The game began well for Klopp as his side looked to play positive football but it was Conte’s side that came the closest first. In the twenty-third minute, Mignolet saved from Danny Drinkwater put through by Eden Hazard, who was Chelsea’s bright spark fro much of the game.
A minute later, Davide Zappacosta’s shot was saved again resulting in a corner that produced an almighty scramble in the Reds box. Cahill looked like he would score but got his feet tangled up as Sturridge did his best to block any subsequent attempt on goal. Man of the moment, Mohamed Salah, turned Cahill at the opposite end of the pitch but saw his shot roll agonisingly wide.
The second-half brought more of the same Liverpool attack which Chelsea defended excellently. It seemed for every attempt Liverpool made to play a ball into the final third, there was blue leg, foot, chest or other body part to intercept; stifling every Red move superbly.
A moment of magic or fortune was needed to break down this defence and the latter was what Liverpool got. On sixty-five minutes, Coutinho tried to lay the ball into Oxlade-Chamberlain’s path on the edge of Chelsea’s box but Temoue Bakayoko’s flailing leg rather than disrupting the attack ended up aiding it. Oxlade-Chamberlain prodded the ball forward for Salah who coolly slotted the ball past Courtois.
His subdued celebration a poignant show of respect to the 305 of his fallen countrymen, women and children in the devastating Sinai mosque attack just a day before.
Many people expected Klopp to make changes at around the sixty minute mark and the goal seemed the perfect opportunity to do that. Immediately, Sturridge was replaced by Wijnaldum but the substitutions stopped there. Coutinho moved further forward with Salah central.

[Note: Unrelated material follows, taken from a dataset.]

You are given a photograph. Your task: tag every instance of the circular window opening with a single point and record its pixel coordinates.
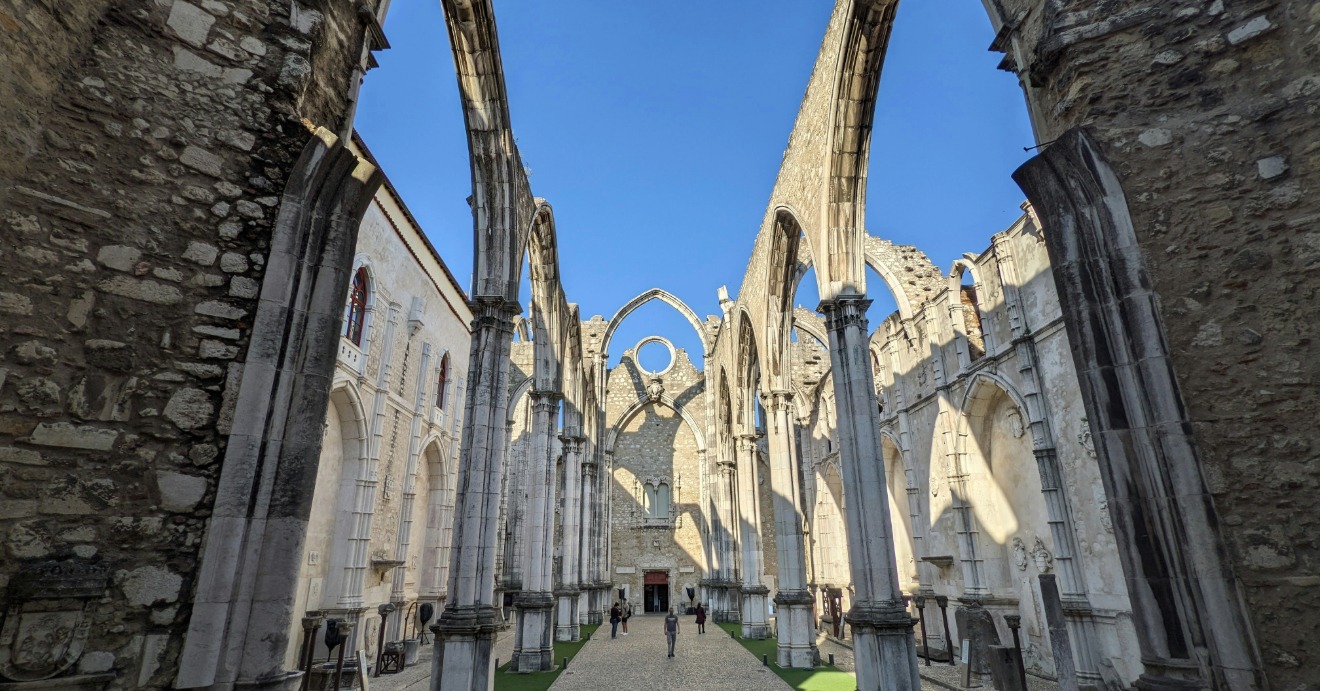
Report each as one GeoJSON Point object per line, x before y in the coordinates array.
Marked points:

Chelsea piled on the pressure and Liverpool looked uncomfortable and, as is often the case, the Reds looked like conceding. Not the team to be trusted to close out a 1-0 lead against such experienced opposition, eyes were constantly on the bench. And with no senior defenders on the bench (Lovren injured on Friday) to add an extra body in defence, Mané and Firmino seemed the only sensible option to win the game.
Unfortunately for Liverpool,lady luck deserted them and defected to the other side when Willian looked to chip a cross into the box only for a floundering Mignolet to see it drop over him into the net.
Terribly unlucky but it was the Chelsea pressure that put them into those positions and it paid off. It also put a dampener on a good defensive display where the back four acquitted themselves well.
After a delay on the touch line, an angry Jurgen Klopp eventually brought Lallana and Mané on but it was too late for them to make any sort of meaningful impact. Man of the match, Salah, almost won it for Liverpool in injury time but his shot was saved and the old foes shared the points.
Before the game, any Liverpool fan would’ve have taken a draw against the current Premier League champions, but it did feel like they were there for the taking. Klopp’s late substitutions somewhat tainted a good point and left fans with the feeling of what could’ve been. It also left them questioning Klopp’s in-game management and not for the first time.
It was apparent that the manager had unmitigated trust that the players on the pitch could see out the 1-0 for thirty minutes. It’s a nice sentiment but has often left him wanting. It was also a great opportunity to close the gap on the teams around them. Tottenham had earlier dropped points at home to West Brom and with Arsenal playing Manchester United next week, three points against Chelsea would have proved significant in gaining on them. As it is, the Reds sit in touch with the pack and all is not lost.
However, Klopp needs to curb this worrying trend of dropping points and surrendering comfortable leads late on in games as it will slowly chisel away at an already brittle confidence. But there’s no time for Liverpool and Klopp to dwell on it now as the games come in quick succession from here on in and maybe that will prove to be an advantage. Who knows? Next up we’ll see if they can do it on a cold, Wednesday night at Stoke.